El “no nos moverán” contra AMLO y el lavado de imagen
Con un aire de cinismo y desvergüenza inusitado (“el Ejército actuó con total respeto a los derechos humanos en 1968”), desde la Sedena y, en menor medida, la Secretaría de Marina, se deslizan algo más que señales de intimidación y dominio sobre los próximos gobernantes.
Una campaña poco disimulada en sus orígenes, con portavoces oficiosos del establishment de la seguridad y defensa (exfuncionarios, asesores y consultores), incluyendo periodistas y ahora noveles especialistas formados por militares en universidades privadas (que se trasladarán al nuevo instituto castrense, pero que por ahora son caja de resonancia, como el acto del secretario Salvador Cienfuegos en la Universidad Anáhuac, el miércoles 24), ridiculizando ad nauseam las propuestas del equipo de transición presidencial y de legisladores federales. Luego, con la imposición de sus personeros (exmilitares o aun legisladores con vínculos familiares con los altos mandos) en las comisiones legislativas de defensa y seguridad pública.

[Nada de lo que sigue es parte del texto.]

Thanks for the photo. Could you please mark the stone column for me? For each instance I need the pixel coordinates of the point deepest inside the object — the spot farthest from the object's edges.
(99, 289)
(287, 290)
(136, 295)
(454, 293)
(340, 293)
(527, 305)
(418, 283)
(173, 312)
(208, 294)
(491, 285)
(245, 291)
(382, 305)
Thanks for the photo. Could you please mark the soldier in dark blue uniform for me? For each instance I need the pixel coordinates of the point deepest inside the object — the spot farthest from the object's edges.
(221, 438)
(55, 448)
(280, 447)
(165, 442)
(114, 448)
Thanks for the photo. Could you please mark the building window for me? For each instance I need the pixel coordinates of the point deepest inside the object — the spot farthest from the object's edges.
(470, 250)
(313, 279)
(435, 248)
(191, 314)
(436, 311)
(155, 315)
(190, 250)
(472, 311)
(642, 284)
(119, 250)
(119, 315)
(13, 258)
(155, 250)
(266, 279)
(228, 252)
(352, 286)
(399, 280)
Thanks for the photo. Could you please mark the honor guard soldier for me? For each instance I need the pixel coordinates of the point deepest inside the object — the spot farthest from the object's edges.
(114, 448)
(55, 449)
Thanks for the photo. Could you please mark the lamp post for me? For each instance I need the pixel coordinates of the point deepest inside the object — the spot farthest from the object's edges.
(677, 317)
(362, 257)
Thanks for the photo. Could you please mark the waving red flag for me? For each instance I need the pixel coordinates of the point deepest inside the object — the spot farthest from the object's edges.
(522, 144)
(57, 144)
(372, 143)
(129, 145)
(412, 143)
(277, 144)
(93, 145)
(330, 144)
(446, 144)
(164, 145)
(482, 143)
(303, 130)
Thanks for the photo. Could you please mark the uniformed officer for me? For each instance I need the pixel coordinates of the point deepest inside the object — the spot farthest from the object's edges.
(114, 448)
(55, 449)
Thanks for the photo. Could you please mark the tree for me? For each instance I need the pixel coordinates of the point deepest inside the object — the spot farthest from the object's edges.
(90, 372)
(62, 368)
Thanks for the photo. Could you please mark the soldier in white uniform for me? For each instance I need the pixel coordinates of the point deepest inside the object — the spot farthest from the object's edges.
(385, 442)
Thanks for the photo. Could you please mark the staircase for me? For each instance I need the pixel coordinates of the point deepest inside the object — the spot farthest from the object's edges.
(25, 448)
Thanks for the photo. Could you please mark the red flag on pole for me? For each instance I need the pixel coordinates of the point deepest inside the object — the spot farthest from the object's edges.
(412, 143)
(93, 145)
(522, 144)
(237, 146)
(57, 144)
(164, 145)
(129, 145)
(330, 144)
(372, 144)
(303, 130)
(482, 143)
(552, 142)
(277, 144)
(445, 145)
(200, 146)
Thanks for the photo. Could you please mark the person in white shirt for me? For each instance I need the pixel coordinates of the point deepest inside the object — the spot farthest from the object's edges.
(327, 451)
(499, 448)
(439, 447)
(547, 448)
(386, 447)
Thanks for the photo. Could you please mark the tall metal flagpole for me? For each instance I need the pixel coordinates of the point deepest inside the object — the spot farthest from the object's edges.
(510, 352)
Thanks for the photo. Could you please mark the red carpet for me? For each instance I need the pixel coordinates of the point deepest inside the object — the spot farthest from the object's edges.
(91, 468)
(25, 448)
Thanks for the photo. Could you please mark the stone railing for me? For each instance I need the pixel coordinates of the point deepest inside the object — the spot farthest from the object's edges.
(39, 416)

Con la actitud titubeante del gobierno en ciernes, al negarse a investigar en forma directa el papel del Ejército en Ayotzinapa (27 de septiembre) y el posicionamiento militar, no es casual el deslucido resultado de los foros que pretenden legitimar la “justicia transicional” de la próxima administración federal. Preocupa la amenaza velada con la inducción de entrevistas a modo para establecer que, pase lo que pase en tribunales, incluyendo la Suprema Corte, y con todo y los discursos políticos o “lecturas” de supuestas sacudidas a la jerarquía militar actual con las futuras designaciones, los militares se fortalecen ante cualquier pretensión (social, política, judicial y menos legal) que los disminuya del statu quo que han forjado en las últimas cinco décadas.
En la academia, con la dispersión múltiple de análisis sobre la militarización mexicana, se omite o ignora el estudio de la influencia política con el riesgo democrático que representa (ver Pérez-Romero en Foreign Affairs Latinoamérica, octubre 2017-enero 2018). O bien, se asienta la tesis formal de que existe un “control objetivo” desde el Congreso (Serrano, 2009), cuando la realidad lo desmiente (“HRW: Lecciones de un sexenio perdido. La militarización de la seguridad pública”, El Universal, 2 de octubre de 2018).
La irónica situación de este escenario impuesto por los militares es el silencio de los próximos funcionarios de primer nivel, que clamaban el año pasado por la supremacía civilista e impulsar una reforma integral de las Fuerzas Armadas. Hay que añadir la ignorancia en las reacciones que aplauden al titular de la Sedena cuando pontifica sobre los beneficios de legalizar el cultivo de la amapola (5 de octubre), haciendo algo más que un guiño de apoyo político al gobierno en ciernes. La pregunta es: ¿si la clase política requiere el apoyo manifiesto y deliberante de los militares para gobernar o si lo hizo con la autorización del aún presidente en funciones?
En democracia, los militares se someten al principio de supremacía civil; no participan en política ni se pronuncian en público. Pese a los discursos, todo indica que, otra vez, no habrá transformación estratégica en la relación civil-militar y que las definiciones de seguridad tendrán el tufo autoritario del pasado con los nuevos ropajes seudointelectuales y de maquillaje antiautoritario. Los cambios que haya, serán por la puerta de atrás con la tutela militar al “poder” de decisión de los políticos…
Ego sum qui sum; analista político, un soñador enamorado de la vida y aficionado a la poesía.